Realizado em 1927, Metropolis conta com o argumento de Thea Von Harbou, mulher de Lang e famosa pelas suas simpatias nacional-socialistas (o que não significa que Metropolis seja um filme de ideologia Nazi, antes pelo contrário) e quase levou à falência os mega-estúdios UFA, que o produziram. Os cenários fabulosos do filme, os seus efeitos especiais e os milhares de figurantes necessários para dar vida a Metropolis custaram cerca de sete milhões de marcos, tornando este no filme mais caro da época.

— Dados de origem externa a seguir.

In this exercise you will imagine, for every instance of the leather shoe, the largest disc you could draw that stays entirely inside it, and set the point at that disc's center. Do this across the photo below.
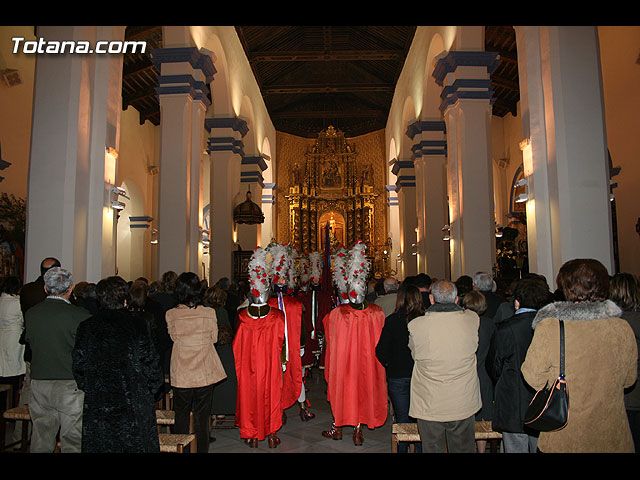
(334, 432)
(306, 415)
(273, 440)
(252, 442)
(358, 437)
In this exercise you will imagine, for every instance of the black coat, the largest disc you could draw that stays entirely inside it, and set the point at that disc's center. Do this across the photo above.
(507, 352)
(392, 349)
(117, 367)
(493, 302)
(486, 332)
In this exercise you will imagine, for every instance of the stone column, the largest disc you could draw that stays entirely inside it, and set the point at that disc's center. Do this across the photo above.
(73, 159)
(406, 191)
(429, 153)
(466, 107)
(225, 150)
(183, 86)
(565, 147)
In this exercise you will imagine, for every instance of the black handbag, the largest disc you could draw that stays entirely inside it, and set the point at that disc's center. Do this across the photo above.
(549, 408)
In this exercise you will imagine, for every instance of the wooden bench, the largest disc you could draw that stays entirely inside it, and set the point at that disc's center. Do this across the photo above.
(175, 443)
(408, 432)
(167, 418)
(17, 414)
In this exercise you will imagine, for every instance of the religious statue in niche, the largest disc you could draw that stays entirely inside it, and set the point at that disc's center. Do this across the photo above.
(331, 177)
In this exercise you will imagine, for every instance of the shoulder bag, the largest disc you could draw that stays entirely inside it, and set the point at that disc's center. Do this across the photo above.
(549, 408)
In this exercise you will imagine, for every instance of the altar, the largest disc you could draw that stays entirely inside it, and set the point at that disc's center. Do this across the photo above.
(334, 184)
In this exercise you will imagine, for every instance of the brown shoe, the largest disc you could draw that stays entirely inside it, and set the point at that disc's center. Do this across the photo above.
(358, 437)
(306, 415)
(334, 432)
(273, 440)
(252, 442)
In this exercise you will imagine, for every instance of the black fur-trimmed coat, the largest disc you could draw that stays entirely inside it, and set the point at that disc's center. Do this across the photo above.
(118, 368)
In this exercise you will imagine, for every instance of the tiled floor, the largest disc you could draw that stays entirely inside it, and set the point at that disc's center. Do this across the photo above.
(306, 437)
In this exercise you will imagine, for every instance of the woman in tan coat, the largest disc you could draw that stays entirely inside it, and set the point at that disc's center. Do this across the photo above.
(195, 365)
(600, 362)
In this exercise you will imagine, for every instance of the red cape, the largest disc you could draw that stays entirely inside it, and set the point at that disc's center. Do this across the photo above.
(292, 376)
(356, 380)
(257, 348)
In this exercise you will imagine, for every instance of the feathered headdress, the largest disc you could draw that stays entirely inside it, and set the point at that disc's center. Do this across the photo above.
(357, 271)
(280, 263)
(339, 272)
(292, 272)
(258, 266)
(315, 263)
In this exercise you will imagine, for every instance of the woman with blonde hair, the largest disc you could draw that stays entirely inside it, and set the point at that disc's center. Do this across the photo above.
(624, 291)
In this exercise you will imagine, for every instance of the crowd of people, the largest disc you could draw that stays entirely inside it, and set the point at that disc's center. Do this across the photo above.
(92, 361)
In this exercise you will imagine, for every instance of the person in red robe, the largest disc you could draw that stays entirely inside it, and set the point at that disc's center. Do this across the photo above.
(257, 349)
(293, 386)
(356, 380)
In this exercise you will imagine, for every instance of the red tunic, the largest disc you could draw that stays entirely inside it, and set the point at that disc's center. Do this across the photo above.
(292, 377)
(356, 380)
(257, 348)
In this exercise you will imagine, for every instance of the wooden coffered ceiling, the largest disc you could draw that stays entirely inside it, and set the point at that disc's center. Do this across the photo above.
(315, 76)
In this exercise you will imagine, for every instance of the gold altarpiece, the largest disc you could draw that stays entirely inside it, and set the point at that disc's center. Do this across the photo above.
(331, 184)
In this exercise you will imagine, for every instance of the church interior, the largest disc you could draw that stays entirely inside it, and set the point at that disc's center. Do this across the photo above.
(448, 150)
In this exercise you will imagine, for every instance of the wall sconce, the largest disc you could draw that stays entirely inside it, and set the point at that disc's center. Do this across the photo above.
(204, 238)
(446, 233)
(120, 191)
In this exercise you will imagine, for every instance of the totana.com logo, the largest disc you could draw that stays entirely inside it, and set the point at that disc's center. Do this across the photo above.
(20, 45)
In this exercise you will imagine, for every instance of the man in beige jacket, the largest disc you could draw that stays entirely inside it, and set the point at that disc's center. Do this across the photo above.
(445, 391)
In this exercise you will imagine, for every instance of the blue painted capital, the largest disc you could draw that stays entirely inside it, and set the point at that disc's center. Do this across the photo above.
(455, 59)
(189, 55)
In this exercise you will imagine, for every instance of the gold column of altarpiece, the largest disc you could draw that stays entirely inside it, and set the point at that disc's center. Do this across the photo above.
(329, 185)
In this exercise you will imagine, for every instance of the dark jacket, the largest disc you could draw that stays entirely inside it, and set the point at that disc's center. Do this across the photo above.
(31, 294)
(507, 352)
(50, 329)
(486, 332)
(117, 367)
(493, 302)
(393, 346)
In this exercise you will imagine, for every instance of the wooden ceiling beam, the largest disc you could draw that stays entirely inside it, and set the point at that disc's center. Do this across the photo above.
(335, 56)
(331, 113)
(355, 88)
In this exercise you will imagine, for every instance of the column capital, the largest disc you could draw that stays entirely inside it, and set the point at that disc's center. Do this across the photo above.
(190, 55)
(454, 59)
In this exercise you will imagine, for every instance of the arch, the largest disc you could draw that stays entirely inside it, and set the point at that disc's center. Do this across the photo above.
(130, 250)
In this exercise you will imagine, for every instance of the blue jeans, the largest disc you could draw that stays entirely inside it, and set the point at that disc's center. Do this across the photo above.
(400, 394)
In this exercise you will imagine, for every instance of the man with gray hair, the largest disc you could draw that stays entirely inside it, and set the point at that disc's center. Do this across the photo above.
(484, 283)
(388, 301)
(56, 402)
(445, 390)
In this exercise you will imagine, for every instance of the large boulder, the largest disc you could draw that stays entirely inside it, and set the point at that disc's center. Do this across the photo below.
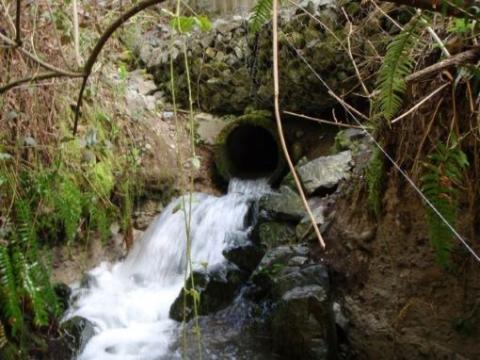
(232, 65)
(242, 252)
(325, 172)
(285, 205)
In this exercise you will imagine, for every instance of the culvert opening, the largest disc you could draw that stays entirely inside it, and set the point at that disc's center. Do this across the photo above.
(252, 152)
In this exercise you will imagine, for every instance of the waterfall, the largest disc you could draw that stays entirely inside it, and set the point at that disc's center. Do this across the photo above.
(128, 302)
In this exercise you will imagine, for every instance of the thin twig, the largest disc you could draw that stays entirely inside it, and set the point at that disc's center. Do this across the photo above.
(37, 59)
(322, 121)
(34, 78)
(279, 123)
(420, 103)
(18, 27)
(76, 33)
(464, 57)
(142, 5)
(349, 51)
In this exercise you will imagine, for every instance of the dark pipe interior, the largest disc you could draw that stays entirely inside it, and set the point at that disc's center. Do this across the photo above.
(252, 151)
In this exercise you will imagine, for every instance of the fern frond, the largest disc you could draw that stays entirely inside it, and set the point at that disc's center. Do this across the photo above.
(397, 64)
(3, 336)
(68, 205)
(374, 175)
(10, 299)
(262, 12)
(439, 185)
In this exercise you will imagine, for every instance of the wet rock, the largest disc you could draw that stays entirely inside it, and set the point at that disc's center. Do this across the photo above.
(297, 295)
(63, 292)
(304, 229)
(208, 127)
(146, 213)
(285, 205)
(75, 334)
(215, 287)
(242, 252)
(325, 172)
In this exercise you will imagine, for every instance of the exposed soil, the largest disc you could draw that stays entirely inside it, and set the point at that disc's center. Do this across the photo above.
(400, 303)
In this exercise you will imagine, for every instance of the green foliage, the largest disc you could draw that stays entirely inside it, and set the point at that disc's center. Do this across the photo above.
(186, 24)
(374, 175)
(442, 176)
(262, 12)
(397, 64)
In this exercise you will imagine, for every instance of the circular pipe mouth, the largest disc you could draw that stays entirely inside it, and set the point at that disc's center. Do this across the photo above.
(248, 148)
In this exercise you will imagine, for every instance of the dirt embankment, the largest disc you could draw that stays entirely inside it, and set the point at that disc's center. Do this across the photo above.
(400, 303)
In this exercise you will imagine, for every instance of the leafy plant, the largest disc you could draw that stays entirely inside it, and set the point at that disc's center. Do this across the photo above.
(440, 183)
(374, 175)
(397, 64)
(262, 12)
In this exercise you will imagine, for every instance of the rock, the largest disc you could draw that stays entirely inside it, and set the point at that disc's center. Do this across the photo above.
(242, 252)
(325, 172)
(216, 288)
(273, 233)
(76, 332)
(208, 127)
(63, 292)
(304, 227)
(285, 205)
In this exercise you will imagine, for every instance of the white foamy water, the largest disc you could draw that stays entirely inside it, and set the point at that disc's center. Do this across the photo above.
(128, 302)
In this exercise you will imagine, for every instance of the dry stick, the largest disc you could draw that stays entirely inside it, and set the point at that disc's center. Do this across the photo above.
(279, 122)
(142, 5)
(349, 51)
(322, 121)
(18, 38)
(461, 58)
(39, 77)
(76, 33)
(38, 60)
(420, 103)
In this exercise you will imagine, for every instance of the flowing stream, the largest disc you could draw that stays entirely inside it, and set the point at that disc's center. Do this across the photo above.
(128, 302)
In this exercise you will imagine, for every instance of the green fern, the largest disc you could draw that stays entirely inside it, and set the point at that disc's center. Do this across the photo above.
(374, 175)
(3, 336)
(440, 184)
(68, 205)
(262, 12)
(397, 64)
(10, 299)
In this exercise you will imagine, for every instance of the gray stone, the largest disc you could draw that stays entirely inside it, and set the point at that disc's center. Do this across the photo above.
(242, 252)
(208, 127)
(284, 205)
(325, 172)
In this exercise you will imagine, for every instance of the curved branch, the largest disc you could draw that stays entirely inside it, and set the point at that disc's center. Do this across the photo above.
(37, 59)
(18, 39)
(39, 77)
(142, 5)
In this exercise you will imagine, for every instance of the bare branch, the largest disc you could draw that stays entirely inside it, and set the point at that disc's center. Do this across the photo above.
(142, 5)
(18, 26)
(34, 78)
(37, 59)
(468, 56)
(278, 118)
(322, 121)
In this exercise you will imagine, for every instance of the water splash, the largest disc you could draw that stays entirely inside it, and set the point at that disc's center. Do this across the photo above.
(128, 302)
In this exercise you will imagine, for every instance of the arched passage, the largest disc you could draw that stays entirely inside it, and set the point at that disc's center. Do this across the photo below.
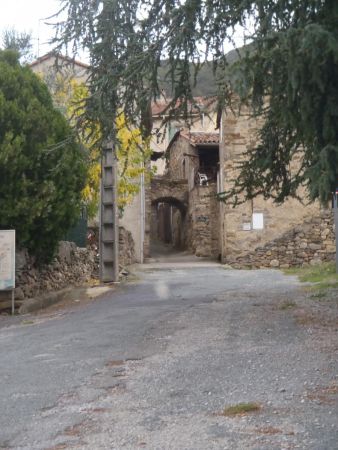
(168, 223)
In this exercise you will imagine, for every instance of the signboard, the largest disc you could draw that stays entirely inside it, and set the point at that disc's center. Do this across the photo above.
(7, 259)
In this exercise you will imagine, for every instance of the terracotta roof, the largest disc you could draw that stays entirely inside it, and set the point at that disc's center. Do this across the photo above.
(201, 138)
(61, 57)
(158, 107)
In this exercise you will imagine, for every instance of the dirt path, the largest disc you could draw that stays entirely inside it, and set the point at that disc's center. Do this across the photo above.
(221, 338)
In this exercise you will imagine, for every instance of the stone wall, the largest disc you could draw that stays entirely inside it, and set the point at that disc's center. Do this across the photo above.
(126, 248)
(203, 221)
(238, 135)
(310, 242)
(72, 266)
(180, 166)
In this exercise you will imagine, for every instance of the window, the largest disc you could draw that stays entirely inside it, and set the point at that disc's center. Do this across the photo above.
(257, 221)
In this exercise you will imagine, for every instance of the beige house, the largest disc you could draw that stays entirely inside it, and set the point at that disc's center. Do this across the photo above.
(256, 233)
(51, 64)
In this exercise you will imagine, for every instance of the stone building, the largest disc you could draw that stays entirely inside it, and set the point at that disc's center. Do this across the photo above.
(257, 233)
(185, 211)
(260, 233)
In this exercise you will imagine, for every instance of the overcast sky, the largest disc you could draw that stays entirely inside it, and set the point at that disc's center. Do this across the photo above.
(29, 15)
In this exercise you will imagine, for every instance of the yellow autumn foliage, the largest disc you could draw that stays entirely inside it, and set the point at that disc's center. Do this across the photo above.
(132, 151)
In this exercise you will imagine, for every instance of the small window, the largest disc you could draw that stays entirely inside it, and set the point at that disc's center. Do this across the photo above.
(257, 221)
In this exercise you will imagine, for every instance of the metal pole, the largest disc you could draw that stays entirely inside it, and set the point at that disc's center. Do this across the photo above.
(335, 208)
(13, 302)
(109, 228)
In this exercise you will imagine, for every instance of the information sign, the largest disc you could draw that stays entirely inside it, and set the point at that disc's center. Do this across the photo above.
(7, 259)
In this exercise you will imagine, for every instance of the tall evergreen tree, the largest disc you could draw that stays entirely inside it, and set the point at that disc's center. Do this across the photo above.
(288, 74)
(42, 168)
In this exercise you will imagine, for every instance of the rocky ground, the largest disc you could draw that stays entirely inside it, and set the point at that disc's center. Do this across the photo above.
(155, 364)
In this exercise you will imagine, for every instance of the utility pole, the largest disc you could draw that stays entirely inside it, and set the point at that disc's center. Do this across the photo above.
(335, 210)
(109, 227)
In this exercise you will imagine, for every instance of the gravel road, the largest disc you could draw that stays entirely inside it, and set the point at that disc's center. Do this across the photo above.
(154, 364)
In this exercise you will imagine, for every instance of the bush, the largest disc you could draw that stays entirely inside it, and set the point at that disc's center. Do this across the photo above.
(42, 167)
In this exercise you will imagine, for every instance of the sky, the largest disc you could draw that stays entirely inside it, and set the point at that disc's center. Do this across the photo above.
(29, 16)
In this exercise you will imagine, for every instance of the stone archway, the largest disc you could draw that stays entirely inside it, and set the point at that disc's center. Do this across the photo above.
(168, 224)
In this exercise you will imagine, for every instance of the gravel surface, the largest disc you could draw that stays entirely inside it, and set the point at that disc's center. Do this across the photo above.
(154, 365)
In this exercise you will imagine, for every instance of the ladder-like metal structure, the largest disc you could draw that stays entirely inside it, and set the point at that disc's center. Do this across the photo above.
(109, 227)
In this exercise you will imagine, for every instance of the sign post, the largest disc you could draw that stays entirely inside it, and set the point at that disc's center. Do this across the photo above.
(335, 210)
(7, 262)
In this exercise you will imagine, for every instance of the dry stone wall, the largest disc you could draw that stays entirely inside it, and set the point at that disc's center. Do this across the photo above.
(72, 266)
(310, 242)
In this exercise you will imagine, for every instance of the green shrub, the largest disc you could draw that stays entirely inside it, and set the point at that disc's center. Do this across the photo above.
(42, 167)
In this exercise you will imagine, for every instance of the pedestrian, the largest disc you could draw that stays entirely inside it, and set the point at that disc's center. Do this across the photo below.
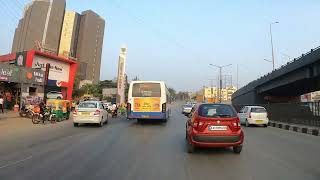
(1, 103)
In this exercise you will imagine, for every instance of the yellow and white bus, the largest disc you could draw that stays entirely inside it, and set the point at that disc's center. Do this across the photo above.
(148, 100)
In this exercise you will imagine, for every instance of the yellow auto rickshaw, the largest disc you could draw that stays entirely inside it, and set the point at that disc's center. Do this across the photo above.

Metropolis é uma obra fundamental do cinema, a influência por detrás de filmes como Blade Runner (andróides e uma Los Angeles visualmente metropolitana), Star Wars (o simpático C3PO foi directamente inspirado na andróide Maria), Dr. Estranhoamor (a personagem enluvada de Strangelove, o cientista louco, é perfeitamente decalcada de Rotwang), em suma, fundamental em influenciar grande parte da cinematografia de Ficção Científica. Embora não sendo o primeiro filme de Ficção Científica - essa honra cabe à Viagem à Lua de Meliès, é, sem dúvida, o mais influente filme do género.

Metropolis também fica para a história como um dos mais mutilados filmes de sempre. A cópia original do filme foi rapidamente cortada para criar versões mais curtas do filme. O Metropolis que hoje podemos ver é uma aproximação, uma tentativa de reconstrução da visão original de Lang. Com o original perdido, as adaptações foram muitas, com resultados mistos - não é de esquecer a adaptação dos anos oitenta que contou com uma banda sonora onde pontuavam os Queen ou outras relíquias entretanto (e felizmente) caídas em esquecimento como Meatloaf ou Bonnie Tyler (é difícil de conceber uma visão mais desfazada das sonoridades). Esta adaptação, recentemente editada pela FNAC, reúne a mais recente tentativa de reconstrução do filme, um esforço levado a cabo pela Fundação Friedrich Wilhelm Murnau que, pelo cuidado posto na digitalização do filme e no rigor da reconstituição da visão original do realizador conseguiu ver esta reconstituição recnhecida com o estatuto de tesouro cultural por parte da UNESCO.